Kariyer 4.0 programına katılan Psikolojik Danışman ve Yazar Kübra Karahanoğlu, yapay zekâ ile oluşturulan içeriklerin yazarlık kavramıyla karıştırılmaması gerektiğini ifade etti. Karahanoğlu, “Yapay zekayla yazılmış metinlerde yazarlık iddiasında bulunmayı çok doğru bulmuyorum” diyerek, bu konuda net bir ayrımın yapılmasının önemine dikkat çekti.
“YAPAY ZEKANIN YAZARLARI HEM DESTEKLEYİCİ HEM DE KÖRELTİCİ OLDUĞUNU DÜŞÜNÜYORUM”
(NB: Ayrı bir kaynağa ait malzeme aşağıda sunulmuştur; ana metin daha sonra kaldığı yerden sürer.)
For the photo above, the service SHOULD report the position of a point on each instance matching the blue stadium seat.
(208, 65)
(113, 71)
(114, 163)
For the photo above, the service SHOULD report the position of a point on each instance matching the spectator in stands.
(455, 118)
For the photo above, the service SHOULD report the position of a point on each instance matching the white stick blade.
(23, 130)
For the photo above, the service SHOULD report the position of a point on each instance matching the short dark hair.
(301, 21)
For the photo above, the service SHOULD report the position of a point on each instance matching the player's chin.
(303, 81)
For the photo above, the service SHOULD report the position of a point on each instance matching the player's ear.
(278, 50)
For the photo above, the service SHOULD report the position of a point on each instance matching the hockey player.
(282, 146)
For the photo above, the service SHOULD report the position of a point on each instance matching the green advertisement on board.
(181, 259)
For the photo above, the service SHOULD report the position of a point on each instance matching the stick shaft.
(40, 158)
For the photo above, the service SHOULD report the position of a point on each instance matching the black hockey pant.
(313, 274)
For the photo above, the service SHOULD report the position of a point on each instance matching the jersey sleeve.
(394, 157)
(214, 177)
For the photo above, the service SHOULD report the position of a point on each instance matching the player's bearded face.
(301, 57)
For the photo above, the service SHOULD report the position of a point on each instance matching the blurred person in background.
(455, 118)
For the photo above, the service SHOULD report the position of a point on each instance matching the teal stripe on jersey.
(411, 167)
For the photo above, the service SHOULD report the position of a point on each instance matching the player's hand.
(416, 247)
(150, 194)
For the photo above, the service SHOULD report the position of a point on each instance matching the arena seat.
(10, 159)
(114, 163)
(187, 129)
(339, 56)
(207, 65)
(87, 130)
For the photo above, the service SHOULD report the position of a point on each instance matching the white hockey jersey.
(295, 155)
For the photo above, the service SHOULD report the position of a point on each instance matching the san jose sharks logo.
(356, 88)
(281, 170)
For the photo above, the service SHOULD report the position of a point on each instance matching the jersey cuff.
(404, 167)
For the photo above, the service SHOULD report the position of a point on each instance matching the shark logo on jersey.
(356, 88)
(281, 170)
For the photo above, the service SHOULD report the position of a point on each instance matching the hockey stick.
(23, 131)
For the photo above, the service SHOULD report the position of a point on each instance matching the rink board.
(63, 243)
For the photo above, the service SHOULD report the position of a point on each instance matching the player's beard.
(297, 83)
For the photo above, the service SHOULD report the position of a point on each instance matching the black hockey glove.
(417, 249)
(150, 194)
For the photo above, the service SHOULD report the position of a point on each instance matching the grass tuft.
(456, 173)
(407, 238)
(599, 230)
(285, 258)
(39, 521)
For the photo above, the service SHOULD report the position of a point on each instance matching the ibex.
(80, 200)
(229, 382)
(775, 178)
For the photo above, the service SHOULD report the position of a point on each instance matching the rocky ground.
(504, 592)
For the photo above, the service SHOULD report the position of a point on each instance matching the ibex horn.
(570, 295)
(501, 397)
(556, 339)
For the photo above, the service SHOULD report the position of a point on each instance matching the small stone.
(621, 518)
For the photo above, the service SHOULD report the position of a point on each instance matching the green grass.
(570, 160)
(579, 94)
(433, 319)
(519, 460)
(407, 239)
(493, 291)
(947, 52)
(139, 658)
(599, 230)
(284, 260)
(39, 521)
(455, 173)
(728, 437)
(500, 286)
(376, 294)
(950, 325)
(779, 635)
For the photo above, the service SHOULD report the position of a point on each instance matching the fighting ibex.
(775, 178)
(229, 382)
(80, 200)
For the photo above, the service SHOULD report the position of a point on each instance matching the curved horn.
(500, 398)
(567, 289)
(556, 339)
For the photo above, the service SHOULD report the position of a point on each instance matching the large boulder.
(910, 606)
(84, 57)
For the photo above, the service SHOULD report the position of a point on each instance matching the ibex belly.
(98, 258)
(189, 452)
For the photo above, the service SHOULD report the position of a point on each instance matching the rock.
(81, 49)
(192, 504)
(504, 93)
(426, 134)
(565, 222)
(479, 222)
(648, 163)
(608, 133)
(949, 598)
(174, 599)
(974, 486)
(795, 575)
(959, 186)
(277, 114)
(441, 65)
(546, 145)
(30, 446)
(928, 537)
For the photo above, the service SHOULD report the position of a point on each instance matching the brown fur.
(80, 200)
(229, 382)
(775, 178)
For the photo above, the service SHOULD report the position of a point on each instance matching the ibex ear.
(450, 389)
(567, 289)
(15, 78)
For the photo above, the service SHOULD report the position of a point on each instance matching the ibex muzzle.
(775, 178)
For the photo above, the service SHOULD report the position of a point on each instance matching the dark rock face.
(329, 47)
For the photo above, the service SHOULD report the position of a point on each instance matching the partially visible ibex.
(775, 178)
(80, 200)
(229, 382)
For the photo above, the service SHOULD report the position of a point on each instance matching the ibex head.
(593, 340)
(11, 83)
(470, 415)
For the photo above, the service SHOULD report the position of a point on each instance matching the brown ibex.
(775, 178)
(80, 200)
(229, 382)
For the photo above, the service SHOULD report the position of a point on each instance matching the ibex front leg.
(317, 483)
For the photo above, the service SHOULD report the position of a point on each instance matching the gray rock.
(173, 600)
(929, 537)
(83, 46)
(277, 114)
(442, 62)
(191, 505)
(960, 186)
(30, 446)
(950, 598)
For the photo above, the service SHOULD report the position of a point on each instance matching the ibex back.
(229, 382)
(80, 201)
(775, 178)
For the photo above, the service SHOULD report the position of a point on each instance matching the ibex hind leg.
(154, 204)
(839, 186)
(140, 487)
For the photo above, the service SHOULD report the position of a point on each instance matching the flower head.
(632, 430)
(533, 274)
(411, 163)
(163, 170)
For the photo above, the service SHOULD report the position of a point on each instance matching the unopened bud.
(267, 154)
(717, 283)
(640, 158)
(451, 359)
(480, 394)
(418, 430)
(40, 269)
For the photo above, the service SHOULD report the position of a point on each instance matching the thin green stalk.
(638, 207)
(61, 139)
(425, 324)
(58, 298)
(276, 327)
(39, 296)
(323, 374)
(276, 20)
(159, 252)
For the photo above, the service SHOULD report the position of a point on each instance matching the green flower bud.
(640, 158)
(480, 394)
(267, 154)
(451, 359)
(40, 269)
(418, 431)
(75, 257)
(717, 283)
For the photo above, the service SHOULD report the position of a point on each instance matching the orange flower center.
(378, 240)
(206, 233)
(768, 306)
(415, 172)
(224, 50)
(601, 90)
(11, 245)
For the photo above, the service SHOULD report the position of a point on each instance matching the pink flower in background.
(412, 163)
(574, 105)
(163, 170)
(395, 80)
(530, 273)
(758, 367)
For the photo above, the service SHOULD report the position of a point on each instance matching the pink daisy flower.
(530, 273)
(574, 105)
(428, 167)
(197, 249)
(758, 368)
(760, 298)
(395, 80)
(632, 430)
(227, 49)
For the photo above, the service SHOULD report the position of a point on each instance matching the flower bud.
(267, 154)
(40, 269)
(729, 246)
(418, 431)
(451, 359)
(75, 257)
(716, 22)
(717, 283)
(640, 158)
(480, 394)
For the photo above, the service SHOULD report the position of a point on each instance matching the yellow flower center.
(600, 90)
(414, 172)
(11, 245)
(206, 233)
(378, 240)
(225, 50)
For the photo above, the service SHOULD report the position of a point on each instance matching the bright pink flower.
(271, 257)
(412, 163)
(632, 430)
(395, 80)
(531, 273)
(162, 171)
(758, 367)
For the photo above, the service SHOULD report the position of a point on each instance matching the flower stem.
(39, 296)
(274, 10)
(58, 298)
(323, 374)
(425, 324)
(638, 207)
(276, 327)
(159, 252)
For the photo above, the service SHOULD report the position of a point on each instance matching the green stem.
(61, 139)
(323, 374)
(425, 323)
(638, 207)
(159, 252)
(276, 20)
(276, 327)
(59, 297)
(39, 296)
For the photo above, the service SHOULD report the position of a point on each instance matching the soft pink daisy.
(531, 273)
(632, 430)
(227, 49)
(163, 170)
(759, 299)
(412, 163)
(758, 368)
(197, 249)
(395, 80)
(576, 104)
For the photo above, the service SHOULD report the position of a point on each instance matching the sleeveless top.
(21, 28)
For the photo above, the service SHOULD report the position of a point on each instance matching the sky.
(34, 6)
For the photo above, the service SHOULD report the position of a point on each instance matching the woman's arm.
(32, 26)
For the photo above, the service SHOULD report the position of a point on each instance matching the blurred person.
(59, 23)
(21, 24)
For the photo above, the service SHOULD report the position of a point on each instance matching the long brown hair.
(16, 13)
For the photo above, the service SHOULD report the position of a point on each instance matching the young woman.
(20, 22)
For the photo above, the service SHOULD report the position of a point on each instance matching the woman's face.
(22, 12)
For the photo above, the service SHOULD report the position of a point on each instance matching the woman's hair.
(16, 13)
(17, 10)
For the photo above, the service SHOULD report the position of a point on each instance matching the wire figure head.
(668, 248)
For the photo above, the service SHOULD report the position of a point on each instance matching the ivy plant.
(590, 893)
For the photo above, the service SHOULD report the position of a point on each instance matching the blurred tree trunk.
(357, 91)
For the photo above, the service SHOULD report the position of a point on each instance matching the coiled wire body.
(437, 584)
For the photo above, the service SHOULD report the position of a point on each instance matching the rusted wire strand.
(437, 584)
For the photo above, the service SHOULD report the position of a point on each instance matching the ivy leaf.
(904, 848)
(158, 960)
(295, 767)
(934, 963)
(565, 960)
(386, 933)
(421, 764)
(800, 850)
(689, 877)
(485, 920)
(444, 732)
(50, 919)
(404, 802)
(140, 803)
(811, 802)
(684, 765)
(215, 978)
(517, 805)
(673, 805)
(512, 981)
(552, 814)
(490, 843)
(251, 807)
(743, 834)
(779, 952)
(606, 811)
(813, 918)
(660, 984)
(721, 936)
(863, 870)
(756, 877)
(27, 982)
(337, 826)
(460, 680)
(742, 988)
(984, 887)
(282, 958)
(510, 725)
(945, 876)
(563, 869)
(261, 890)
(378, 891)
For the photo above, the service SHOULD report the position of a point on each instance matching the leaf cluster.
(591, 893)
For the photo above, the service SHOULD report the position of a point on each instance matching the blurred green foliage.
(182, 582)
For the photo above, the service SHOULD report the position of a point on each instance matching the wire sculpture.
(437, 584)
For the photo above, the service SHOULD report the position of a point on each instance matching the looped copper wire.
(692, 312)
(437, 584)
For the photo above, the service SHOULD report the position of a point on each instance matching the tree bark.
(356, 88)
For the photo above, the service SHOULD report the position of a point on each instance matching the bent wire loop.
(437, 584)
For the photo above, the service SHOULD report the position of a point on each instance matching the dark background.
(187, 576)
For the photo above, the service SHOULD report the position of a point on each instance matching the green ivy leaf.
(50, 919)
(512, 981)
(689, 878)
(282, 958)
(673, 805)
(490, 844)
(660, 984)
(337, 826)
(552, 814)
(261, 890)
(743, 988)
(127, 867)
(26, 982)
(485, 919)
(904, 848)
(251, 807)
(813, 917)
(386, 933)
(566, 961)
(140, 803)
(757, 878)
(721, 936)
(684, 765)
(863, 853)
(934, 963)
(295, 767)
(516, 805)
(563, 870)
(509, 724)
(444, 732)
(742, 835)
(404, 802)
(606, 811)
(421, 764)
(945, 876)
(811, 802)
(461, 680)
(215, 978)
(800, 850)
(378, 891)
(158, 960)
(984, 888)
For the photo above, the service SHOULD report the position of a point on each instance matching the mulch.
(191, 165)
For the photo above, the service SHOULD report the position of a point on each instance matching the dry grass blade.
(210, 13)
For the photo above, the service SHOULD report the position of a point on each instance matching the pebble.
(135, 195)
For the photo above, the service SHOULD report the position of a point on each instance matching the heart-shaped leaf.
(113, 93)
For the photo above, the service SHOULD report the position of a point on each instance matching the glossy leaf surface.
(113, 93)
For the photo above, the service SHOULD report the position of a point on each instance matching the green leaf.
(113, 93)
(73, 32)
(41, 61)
Kübra Karahanoğlu, yapay zekânın edebiyat üzerindeki etkilerini değerlendirirken, bu teknolojinin yazarlara hem ilham kaynağı olabileceğini hem de yaratıcılıklarını köreltebileceğini belirtti. Yazarlıkta en büyük sorun ise duygunun eksikliği olarak öne çıkıyor. “Yapay zekâda yazar ve okuyucu için duygunun yokluğu soru işareti yaratıyor” şeklinde konuştu.
“YAPAY ZEKADAN CEMAL SÜREYA VE ÖZDEMİR ASAF’IN DİLİNDEN ŞİİR YAZMASINI İSTEDİM, AYNI HİSSİ ALAMADIM”
Karahanoğlu, yapay zekâ ile Cemal Süreya ve Özdemir Asaf tarzında şiirler yazdırmayı denediğini de aktardı. “Teknik açıdan doğru ama aynı duyguyu alamadım” diyerek, metinlerin şiirsel bir yapıya sahip olduğunu fakat yeterli hissetmediğini dile getirdi. Ayrıca, “Yapay zekayla yazılmış metinlerde yazarlık iddiasında bulunmayı çok doğru bulmuyorum” şeklindeki görüşüyle etik bir duruş sergiledi.
“YAPAY ZEKA TARAFSIZ CEVAP VEREMİYOR”
Programda yapay zekânın nesnellik konusundaki yeterliliğini değerlendiren Karahanoğlu, “Yapay zekâ tarafsız cevap veremiyor” diyerek, bu sistemlerin duygusal veya ideolojik eğilimler taşıyabileceğini vurguladı. Yazar ve danışmanlık alanlarında insan dokunuşunun yerini henüz hiçbir teknolojinin almadığını savundu.